Now, UC San Francisco scientists have discovered how fruit bats may have evolved to consume so much sugar, with potential implications for the 37 million Americans with diabetes. The findings, published on Tuesday, Jan. 9, 2023 in Nature Communications, point to adaptations in the fruit bat body that prevent their sugar-rich diet from becoming harmful.
Diabetes is the eighth leading cause of death in the United States, according to the Centers for Disease Control and Prevention, and it's responsible for $237 billion in direct medical costs each year.
"With diabetes, the human body can't produce or detect insulin, leading to problems controlling blood sugar," said Nadav Ahituv, PhD, director of the UCSF Institute for Human Genetics and co-senior author of the paper. "But fruit bats have a genetic system that controls blood sugar without fail. We'd like to learn from that system to make better insulin- or sugar-sensing therapies for people."
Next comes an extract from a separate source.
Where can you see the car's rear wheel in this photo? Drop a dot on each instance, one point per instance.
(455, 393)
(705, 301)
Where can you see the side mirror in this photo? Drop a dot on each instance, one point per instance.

Ahituv's team focused on evolution in the bat pancreas, which controls blood sugar, and the kidneys. They found that the fruit bat pancreas, compared to the pancreas of an insect-eating bat, had extra insulin-producing cells as well as genetic changes to help it process an immense amount of sugar. And fruit bat kidneys had adapted to ensure that vital electrolytes would be retained from their watery meals.
"Even small changes, to single letters of DNA, make this diet viable for fruit bats," said Wei Gordon, PhD, co-first author of the paper, a recent graduate of UCSF's TETRAD program, and assistant professor of biology at Menlo College. "We need to understand high-sugar metabolism like this to make progress helping the one in three Americans who are prediabetic."